Esses gatos são o inferno dos pássaros e habitam as praças. São o inimigo número 1 das pedantes pombas. E correm um risco permanente com a presença dos violentos cães, animais, como se sabe, de extrema insensibilidade e brutalidade quando encontram gatos.
Mas nem tudo é exclusão social nas praças. Há os humanos que passam sem perturbá-los. Há até os que se aproximam, sorrateiros, e lançam um pedaço do sanduíche que estão mastigando. E há aqueles que, por vezes, esperados com ansiedade pelos gatos, atravessam a grama da praça e, pacientemente, convencem um pequeno felino de rua a aceitar, sem ter que dar nada em troca, o afago de uma mão carente.
Q
QUEDA
Um gato não cai jamais. O dono se engana quando, por vezes, acredita vê-lo numa queda prosaica, simplória, como se fosse um objeto qualquer - ou mesmo um cão. O que se assemelha a essa antipática ação da gravidade, na verdade, se trata de maneiras felinas de driblar as circunstâncias. Há três delas: uma, quando ele, semidormindo, com um piscar intermitente e vago, numa sesta estendida pela tarde, vai deixando as patas descerem lentamente do sofá. Outra, quando, depois de ter se aventurado árvore acima num frenesi de saltos a garras estiradas, parece descer despencando, sem medir perigos, mas chega ao chão intacto. E uma terceira: o gato se entrega às carícias da dona, na beirada do assento da poltrona, inclina a cabeça para baixo, relaxa o dorso e o pescoço num devaneio doce e, saboreando o instante irrepetível, se deixa deslizar, contente, até o tapete.
QUEIJO
Sobre a mesa posta para o café da manhã, há um queijo. A uns cinco metros dali, deitado no pelego de ovelha, o pequeno felino abre os olhos e fareja no ar, com seu focinho úmido e frio, um aroma atraente. O dono se move pela cozinha-sala de jantar, sossegado, terminando de pássaro café. O gato se espreguiça e se levanta, olhando ao redor. O dono observa a cafeteira que produz um barulhinho de líquido em ebulição. O gato caminha dois passos, lento, com o focinho em alerta. O dono apaga o fogo. As pequenas patas do animal, mansas e furtivas, reduzem a distância entre ele a mesa a dois metros. Os passos humanos ressoam no assoalho de madeira.

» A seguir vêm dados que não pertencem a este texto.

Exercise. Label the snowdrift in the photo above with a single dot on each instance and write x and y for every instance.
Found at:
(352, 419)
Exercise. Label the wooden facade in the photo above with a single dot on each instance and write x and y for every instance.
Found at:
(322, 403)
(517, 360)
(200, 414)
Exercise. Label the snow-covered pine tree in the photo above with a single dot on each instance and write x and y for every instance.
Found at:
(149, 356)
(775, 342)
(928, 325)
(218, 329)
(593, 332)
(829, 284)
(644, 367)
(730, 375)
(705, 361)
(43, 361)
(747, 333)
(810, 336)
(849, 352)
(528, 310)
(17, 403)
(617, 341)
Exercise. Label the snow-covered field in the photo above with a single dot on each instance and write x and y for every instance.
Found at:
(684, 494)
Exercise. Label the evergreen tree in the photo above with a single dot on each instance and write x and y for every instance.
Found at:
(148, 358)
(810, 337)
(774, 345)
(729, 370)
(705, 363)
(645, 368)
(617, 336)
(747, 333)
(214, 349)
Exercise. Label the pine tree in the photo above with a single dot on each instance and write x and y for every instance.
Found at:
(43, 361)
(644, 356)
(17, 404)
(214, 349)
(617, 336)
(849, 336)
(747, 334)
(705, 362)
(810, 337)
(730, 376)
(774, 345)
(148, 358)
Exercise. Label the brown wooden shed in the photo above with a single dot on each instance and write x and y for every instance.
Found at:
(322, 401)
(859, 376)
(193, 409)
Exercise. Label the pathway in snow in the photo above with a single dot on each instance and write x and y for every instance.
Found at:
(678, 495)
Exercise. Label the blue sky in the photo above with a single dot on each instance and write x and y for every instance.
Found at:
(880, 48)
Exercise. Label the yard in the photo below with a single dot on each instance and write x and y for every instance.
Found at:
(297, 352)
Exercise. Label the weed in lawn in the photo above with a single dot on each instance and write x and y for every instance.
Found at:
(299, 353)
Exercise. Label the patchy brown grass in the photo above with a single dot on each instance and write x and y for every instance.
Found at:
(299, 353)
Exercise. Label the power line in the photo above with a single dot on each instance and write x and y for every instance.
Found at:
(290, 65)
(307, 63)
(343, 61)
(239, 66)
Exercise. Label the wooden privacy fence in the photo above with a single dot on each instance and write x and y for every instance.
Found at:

A mesa, agora, está apenas a um metro daquele que, como em posição de caçar, estica os bigodes à procura do perfume quase comestível. O dono esquece o açúcar e vai buscá-lo no armário da cozinha. Em meio segundo, num salto veloz, o gatinho já se encontra sobre uma das cadeiras da mesa de jantar. O dono fecha a porta do armário e se vira, começando a caminhar em direção ao seu café da manhã disposto sobre a mesa. O pequeno bichano, com as garras presas à borda da mesa, estica as orelhas ao escutar o dono e olha para ele. Então, o grito, o salto de volta ao chão, a corrida, num jato até os pés da poltrona. De mansinho, aos poucos, o pequeno felino vai levantando a cabeça, as orelhas baixas, e mira o dono com olhos de súplica. Como recompensa, recebe uma carícia. O gato fecha os olhos, aliviado. O dono senta à mesa e começa a tomar seu café. Cansado do pequeno estresse, o gatinho fecha os olhos e dorme, sonhando com queijos.
R
RUÍDO
O ruído de automóveis é constante. Há horas, durante toda a tarde, os carros vão e vêm pela rua levando e trazendo humanos.
O gato, recostado ao pé da mesa de centro, estirado sobre o tapete, finge dormir. Tem os olhos fechados, mas os entreabre, por microssegundos, ao detectar a mínima presença de algo vivo e vacilante como um inseto.
De súbito, abre bem os olhos, ergue as orelhas, faz tremer os bigodes. Há um acontecimento novo neste instante. De muitos ruídos, ele destaca um, antenado ao seu significado, e se levanta, espreguiçando-se rapidamente.
Imediatamente, o pequeno felino caminha até a porta de entrada da casa e permanece ali, atento como em uma caçada.
Segundos depois, um carro pára na garagem. Como o gato já sabia, é a dona que está chegando.
S
SELVAGEM
Quando olhamos nos olhos de um gato, não sabemos exatamente se estamos diante de um animal doméstico ou um felino que, de alguma forma, permanece selvagem.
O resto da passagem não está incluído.